Gene expression was estimated with the pipeline available in Cufflinks 2.2.1, utilising CuffQuant with parameter–max-frag-multihits equal to 1, which allows maximum one alignment per fragment. Gene expression quantification (in FPKM) was normalised with CuffNorm using default parameters. Resulting FPKM values were manipulated in R using the package Monocle (version 2)38, using the detectGenes function to count and filter genes by FPKM value. Downstream analysis, which included Pearson’s correlation analysis, number of genes expressed, and gene expression analysis by gene categories, was performed with an in-house R script. Transcription factors and housekeeping genes have been selected from available list in the literature39,40.

Dropout rate and clustering analysis

Dropout analysis, principal coordinates analysis and clustering were performed using CIDR30, which requires raw read counts as input data. The tool featureCounts was used to obtain the read counts, with the–primary option to allow only primary alignments. The dropoutCandidates Boolean matrix output by the determinDropoutoutCandidates method of CIDR is used to calculate the figures in Table 3 and Fig. 5 – a gene is considered ‘expressed’ in a sample if the corresponding entry in the dropoutCandidates matrix has a value of FALSE.

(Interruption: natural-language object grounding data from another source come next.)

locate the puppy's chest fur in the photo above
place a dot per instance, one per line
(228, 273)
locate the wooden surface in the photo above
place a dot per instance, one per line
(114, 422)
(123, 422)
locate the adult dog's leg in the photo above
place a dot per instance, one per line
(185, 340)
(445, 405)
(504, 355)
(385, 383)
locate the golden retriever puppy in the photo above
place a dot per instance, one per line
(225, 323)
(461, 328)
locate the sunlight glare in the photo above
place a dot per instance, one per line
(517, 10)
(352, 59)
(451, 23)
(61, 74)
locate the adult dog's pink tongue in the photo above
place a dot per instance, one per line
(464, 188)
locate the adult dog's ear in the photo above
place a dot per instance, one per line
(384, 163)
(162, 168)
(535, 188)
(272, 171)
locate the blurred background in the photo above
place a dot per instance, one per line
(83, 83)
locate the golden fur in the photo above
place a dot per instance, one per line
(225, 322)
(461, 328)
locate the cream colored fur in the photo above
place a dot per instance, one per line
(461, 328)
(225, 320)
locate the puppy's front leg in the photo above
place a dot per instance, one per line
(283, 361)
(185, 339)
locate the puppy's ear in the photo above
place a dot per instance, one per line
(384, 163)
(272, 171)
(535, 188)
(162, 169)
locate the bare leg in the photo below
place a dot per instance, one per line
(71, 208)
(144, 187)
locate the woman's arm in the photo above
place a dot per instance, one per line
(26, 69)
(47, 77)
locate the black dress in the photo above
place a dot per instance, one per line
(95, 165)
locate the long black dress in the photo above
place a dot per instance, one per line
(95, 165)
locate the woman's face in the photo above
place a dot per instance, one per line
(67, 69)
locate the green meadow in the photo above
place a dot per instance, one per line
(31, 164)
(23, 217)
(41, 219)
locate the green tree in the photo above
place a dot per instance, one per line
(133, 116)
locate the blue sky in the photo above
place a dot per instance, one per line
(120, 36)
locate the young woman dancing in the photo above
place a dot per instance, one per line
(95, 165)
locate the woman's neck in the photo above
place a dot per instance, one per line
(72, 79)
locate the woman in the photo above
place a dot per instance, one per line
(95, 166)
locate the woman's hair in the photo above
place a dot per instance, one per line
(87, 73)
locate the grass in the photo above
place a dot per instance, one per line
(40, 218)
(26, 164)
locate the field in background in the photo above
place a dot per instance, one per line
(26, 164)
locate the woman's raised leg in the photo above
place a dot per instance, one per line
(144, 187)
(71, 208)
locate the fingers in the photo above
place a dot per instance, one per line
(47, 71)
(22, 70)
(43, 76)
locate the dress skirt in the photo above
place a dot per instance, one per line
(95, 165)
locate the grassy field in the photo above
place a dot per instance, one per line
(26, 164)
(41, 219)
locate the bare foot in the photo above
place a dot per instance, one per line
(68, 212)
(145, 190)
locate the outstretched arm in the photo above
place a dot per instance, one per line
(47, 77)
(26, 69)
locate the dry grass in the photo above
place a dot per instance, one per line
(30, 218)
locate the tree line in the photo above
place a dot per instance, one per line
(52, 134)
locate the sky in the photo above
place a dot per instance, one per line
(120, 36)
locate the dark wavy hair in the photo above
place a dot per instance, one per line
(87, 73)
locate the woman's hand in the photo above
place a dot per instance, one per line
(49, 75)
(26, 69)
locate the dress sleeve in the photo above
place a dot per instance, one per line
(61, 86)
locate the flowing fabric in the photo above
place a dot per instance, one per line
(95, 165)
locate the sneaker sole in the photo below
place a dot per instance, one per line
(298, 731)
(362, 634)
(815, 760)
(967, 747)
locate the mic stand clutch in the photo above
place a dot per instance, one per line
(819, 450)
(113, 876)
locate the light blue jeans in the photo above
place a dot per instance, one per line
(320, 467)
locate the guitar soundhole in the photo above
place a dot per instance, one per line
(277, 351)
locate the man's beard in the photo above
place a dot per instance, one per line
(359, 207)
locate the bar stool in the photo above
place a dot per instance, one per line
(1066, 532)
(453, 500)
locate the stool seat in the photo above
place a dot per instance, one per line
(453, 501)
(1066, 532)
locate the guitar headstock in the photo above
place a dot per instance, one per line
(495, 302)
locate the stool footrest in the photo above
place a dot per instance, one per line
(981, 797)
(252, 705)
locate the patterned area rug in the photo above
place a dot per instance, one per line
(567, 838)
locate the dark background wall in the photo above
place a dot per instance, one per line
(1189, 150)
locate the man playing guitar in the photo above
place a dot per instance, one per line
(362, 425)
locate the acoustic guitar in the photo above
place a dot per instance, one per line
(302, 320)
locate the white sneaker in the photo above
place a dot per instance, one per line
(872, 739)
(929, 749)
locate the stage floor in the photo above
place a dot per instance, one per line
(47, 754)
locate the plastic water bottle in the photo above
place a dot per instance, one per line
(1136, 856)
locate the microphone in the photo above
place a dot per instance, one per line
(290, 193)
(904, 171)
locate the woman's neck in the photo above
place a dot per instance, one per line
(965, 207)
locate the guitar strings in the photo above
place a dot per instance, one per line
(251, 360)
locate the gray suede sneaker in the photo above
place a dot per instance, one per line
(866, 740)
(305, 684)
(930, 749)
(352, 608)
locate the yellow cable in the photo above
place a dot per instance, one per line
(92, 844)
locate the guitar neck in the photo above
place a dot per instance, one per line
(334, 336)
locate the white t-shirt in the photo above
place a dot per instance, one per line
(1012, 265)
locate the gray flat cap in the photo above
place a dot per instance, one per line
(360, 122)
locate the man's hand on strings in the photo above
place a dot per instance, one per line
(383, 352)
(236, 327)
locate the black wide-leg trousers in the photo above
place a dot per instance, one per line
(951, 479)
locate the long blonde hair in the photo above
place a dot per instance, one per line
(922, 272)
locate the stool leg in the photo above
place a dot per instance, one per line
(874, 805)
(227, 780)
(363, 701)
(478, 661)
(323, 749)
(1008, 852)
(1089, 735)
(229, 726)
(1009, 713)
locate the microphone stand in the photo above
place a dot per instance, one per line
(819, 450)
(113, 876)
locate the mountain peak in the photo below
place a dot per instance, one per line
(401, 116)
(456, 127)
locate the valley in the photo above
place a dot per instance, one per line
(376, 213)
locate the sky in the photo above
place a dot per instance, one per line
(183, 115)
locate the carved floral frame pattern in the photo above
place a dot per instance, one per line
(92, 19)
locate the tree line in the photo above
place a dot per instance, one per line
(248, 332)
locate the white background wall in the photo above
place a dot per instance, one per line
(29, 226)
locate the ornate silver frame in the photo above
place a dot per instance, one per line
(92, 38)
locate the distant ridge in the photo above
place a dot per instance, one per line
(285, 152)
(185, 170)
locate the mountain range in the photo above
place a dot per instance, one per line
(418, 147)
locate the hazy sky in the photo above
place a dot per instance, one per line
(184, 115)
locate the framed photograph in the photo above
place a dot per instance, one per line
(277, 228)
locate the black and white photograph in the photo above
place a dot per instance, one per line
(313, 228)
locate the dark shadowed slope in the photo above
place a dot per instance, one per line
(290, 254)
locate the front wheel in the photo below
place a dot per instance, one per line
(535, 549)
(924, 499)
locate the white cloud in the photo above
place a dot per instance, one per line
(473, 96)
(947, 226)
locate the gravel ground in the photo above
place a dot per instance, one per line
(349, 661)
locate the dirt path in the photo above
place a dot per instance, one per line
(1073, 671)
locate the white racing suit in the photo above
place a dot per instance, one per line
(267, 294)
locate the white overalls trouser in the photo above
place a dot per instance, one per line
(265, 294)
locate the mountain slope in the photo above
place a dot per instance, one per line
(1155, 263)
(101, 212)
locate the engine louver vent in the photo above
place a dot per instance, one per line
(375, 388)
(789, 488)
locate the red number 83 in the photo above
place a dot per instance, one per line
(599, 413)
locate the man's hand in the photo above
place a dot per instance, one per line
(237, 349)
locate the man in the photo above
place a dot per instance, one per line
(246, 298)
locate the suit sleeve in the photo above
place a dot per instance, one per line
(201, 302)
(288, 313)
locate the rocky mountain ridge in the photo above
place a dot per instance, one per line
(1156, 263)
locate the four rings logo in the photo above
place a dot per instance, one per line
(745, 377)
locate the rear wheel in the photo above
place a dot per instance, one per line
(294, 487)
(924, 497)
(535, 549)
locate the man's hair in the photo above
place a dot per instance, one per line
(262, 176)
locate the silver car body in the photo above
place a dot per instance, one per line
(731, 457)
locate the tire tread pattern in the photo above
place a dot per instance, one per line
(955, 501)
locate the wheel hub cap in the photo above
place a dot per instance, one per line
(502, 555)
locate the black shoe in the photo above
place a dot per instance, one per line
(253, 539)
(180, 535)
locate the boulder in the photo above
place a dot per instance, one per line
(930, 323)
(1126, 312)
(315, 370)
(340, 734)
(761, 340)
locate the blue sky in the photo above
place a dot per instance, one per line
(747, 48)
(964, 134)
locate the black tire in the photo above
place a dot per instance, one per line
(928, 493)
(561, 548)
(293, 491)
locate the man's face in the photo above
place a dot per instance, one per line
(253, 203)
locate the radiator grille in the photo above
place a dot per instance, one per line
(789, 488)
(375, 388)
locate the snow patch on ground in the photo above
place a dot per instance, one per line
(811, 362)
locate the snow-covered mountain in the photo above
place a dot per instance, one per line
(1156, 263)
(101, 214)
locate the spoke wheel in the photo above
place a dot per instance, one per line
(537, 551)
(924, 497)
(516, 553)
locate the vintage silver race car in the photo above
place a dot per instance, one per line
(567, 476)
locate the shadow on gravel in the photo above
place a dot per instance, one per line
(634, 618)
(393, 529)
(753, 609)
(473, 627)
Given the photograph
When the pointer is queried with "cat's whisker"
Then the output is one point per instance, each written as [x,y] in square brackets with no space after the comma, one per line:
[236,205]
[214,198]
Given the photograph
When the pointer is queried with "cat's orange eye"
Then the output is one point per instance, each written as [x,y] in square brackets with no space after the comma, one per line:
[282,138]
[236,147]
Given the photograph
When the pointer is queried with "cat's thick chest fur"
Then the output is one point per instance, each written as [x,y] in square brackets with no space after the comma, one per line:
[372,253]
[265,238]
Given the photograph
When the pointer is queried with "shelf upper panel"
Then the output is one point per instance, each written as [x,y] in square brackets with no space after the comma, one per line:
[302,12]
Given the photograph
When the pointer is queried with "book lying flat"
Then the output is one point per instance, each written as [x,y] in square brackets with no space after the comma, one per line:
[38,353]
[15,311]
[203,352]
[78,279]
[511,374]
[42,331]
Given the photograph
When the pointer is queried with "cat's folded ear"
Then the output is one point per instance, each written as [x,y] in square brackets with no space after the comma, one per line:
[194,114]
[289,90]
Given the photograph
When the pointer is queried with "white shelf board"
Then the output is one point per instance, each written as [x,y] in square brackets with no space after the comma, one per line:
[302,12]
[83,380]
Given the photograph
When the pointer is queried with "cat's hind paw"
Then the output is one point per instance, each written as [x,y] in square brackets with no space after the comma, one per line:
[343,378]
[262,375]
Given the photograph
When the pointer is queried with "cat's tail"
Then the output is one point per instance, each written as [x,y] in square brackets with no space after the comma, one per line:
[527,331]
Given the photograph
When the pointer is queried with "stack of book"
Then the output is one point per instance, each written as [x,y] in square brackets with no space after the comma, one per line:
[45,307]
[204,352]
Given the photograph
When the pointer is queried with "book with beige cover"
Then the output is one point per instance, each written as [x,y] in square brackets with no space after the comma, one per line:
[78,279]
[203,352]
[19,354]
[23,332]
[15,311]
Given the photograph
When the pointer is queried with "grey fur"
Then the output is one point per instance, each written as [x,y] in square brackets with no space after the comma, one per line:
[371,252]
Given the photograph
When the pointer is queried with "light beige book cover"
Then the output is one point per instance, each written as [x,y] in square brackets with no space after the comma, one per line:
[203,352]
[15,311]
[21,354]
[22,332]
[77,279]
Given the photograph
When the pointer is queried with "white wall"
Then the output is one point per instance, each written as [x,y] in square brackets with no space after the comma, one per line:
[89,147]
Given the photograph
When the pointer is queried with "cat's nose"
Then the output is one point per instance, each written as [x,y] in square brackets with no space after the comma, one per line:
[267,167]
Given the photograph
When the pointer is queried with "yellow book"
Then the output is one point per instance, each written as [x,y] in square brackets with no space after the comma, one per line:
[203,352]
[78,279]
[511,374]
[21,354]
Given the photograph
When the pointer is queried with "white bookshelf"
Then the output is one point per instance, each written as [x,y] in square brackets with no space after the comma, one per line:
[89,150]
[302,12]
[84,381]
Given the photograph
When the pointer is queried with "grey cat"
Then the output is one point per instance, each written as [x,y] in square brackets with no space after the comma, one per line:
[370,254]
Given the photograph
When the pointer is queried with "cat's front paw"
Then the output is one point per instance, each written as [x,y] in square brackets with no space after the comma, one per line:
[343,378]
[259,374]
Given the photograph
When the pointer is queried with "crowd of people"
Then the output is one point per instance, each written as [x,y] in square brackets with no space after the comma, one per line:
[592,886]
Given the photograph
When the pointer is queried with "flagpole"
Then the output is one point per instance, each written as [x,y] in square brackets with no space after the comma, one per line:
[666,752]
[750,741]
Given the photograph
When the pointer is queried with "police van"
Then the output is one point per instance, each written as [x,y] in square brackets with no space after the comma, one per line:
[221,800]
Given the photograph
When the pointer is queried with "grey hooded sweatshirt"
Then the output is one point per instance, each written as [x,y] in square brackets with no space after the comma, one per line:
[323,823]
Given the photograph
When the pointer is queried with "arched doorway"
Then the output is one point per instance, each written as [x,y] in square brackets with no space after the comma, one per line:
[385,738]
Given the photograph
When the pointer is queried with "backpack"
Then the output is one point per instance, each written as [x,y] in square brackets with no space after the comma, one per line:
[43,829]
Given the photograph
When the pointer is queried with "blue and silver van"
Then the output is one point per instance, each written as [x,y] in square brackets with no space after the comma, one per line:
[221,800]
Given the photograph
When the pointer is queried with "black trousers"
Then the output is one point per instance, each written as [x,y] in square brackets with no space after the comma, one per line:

For clustering, the CIDR parameters nCluster and wThreshold were set to be 3 and 6 respectively, while the other CIDR parameters were left as defaults. Within each cluster, the first two CIDR principal coordinates were used to calculate Euclidean distances between all pairs of samples, the squares of which sum to the within-class sum of squares.

Misclassification rate was used to evaluate the accuracy of clustering, which is defined as the number of misclassified cells divided by the total number of cells. To define misclassified cells, each CIDR cluster is associated with the ground truth cluster, which gives the biggest intersection, and those cells that are not in the intersection are counted as misclassified cells.

Reconstruction of TCRαβ

TCRαβ of the downloaded dataset were reconstructed using VDJPuzzle41. A second method was used to validate the VDJPuzzle result using the program TraCeR21 (see Supplementary Text). VDJPuzzle algorithm is briefly outlined in the following steps (see41 for more details): for each single cell and for each chain: i) it aligns the reads to the full reference genome; ii) it extracts the reads that align to one known VDJ gene or constant region and assemble these reads using a de novo assembly algorithm (Trinity42); iii) all reconstructed sequences with a match to the IMGT database are collected in a preliminary TCR sequence identification; iv) the original reads are re-aligned (using bowtie 243) against the putative TCR sequences, to include additional reads that could have been lost in the first alignment;.v) resulting aligned reads aligning to the preliminary repertoire are assembled with Trinity and interrogated to IMGT with MigMap, a smart wrapper for IgBlast (https://github.com/mikessh/migmap).

Successful reconstruction of a TCR from a single cell was defined as at least one complete and in-frame TCR sequence (α, β, or both) identified in the IMGT database. The exact procedure was performed as previously reported20.

The fit of the proportion of cells with successful TCRαβ reconstruction as a function of read length and sequencing depth was performed using a two-dimensional sigmoidal function implemented in the scipy package in python (the “curve_fit”)

$$S{R}_{\alpha ,\beta }=\,\frac{q1}{1+{e}^{-a(x-{x}_{0})}}\,\times \,\frac{q2}{1+{e}^{-b(y-{y}_{0})}}$$
(1)

Where x represents the read length and y represents the sequencing depth. The obtained fitting values are \(q1=0.94,\,q2=0.95,\,a=0.52,\,b=98.67,\,{x}_{0}=24.2,\,{y}_{0}=8.85\).

Availability of data and materials

The scRNA-seq data analysed are freely available and accession numbers are provided in Table 1.